The House on Burra Burra Lane
‘Really?’ Doe eyes; too soft, too engaging. There should be clarity in this somewhere. He’d been shocked into a simple case of unexpected desire that she’d started when … well, he wasn’t sure how this had begun. To hell with it. Get with it, for once. He caught her fingers in his before they slipped from his hand. ‘Miss Walker, are we going to do anything about this … attraction?’ He waited. ‘No,’ she whispered. ‘Are we sure?’ She pulled her hand from his. ‘I really didn’t mean to—’ ‘I thought I’d ask the question, since we’ve both admitted … attraction.’ ‘I was joking.’ Joking? A shot of hurt punctured his chest. ‘Right … of course. So was I.’ He walked past her. ‘Not joking exactly,’ she said as she followed him outside. ‘No, really, it’s fine.’ He stood next to her ancient canary-yellow SUV. She pulled keys from the back pocket of her track pants and beeped the remote. Ethan slid the cat box into the back of the vehicle, closed the door, moved to the driver’s door and opened it for her. She hesitated before getting in. ‘I’ve embarrassed us both. This is not the best time for me and I babbled on without thinking.’ She tilted her head. ‘I do that sometimes.’ She gave him a little smile but her gaze was filled with concern. Ethan took a breath. She wasn’t the only one who’d messed up. It hadn’t been fair of him to make a play in the first place, knowing he wouldn’t take it far. Should have taken more note of that cautionary knot in his stomach. Thankfully he’d been dumped quickly, before idiocy completely took over.

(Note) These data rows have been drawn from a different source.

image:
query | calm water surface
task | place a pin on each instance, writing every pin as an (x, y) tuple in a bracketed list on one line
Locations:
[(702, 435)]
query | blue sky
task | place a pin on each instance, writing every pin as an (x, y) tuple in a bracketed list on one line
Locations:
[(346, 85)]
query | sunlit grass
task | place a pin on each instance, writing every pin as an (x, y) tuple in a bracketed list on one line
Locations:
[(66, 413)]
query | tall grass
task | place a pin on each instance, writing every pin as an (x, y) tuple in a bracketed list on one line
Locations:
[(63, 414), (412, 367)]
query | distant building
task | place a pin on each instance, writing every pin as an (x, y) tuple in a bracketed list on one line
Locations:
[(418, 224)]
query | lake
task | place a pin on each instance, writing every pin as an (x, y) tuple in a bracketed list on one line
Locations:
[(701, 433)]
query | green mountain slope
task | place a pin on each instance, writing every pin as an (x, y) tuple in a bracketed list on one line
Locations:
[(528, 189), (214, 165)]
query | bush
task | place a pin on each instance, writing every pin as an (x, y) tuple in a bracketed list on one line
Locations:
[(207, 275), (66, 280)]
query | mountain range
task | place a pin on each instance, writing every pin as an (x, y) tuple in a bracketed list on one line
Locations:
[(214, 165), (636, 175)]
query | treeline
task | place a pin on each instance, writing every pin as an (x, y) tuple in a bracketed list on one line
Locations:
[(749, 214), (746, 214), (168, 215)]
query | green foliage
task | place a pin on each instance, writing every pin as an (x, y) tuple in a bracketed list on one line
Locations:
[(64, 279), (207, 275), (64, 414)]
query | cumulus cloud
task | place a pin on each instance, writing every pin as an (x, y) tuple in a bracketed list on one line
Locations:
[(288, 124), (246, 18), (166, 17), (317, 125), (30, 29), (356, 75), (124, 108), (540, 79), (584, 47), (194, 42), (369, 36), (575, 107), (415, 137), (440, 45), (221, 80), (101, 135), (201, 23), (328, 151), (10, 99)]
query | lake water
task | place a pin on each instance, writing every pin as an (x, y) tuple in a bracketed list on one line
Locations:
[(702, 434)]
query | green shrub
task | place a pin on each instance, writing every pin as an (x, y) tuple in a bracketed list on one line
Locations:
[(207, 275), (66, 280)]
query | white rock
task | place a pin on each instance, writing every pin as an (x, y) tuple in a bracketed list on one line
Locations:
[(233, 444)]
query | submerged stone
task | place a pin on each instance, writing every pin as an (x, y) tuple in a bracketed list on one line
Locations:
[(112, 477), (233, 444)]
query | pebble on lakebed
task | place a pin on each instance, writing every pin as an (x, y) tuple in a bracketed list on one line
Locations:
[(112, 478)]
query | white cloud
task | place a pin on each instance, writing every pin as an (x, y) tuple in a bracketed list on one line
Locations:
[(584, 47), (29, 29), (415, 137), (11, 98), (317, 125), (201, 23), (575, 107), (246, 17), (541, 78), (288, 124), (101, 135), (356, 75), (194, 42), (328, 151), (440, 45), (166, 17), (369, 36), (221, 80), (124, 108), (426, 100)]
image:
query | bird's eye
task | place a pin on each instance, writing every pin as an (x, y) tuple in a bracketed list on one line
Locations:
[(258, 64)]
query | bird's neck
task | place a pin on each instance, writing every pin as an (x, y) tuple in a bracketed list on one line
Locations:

‘We’ll start over,’ he said. ‘Tomorrow. Three o’clock.’ And they’d make it businesslike. ‘Thank you.’ ‘No problem.’ He pressed his lips to a tight smile. She hooked her hip onto the seat, swivelled her legs in, and fired the engine. He closed the door for her and stepped back as she drove off. What the hell had just happened? ‘Where’s your assistant vet?’ Ethan swung around to Mrs J. ‘Gone west. I’ve advertised for another. I don’t expect an influx of applicants in a hurry though.’ ‘So you’re on your own again?’ He nodded. It wasn’t as though he couldn’t cope. Wasn’t as if he didn’t usually have to. Plenty of vets with big business on their minds operated within a hundred and twenty kilometre radius, which was fine by him. He had enough to keep him occupied and didn’t need much for contentment. His major investment outside of the surgery was his brand new cobalt-blue utility truck. ‘Got your bet placed?’ Mrs J lowered her voice as though the sheep in the field behind the surgery might spread the rumour before she did. Ethan thrust his hands into his pockets. ‘I don’t usually bat the breeze, Mrs J.’ ‘It’s not idle talk, Ethan. There’s a serious bet down. Haven’t figured out why it’s such a big deal though.’ She paused. ‘Been a long time since you set foot inside the gate on Burra Burra Lane, hasn’t it?’ That damned house. He should have kept it … or burnt it to the ground twelve years ago.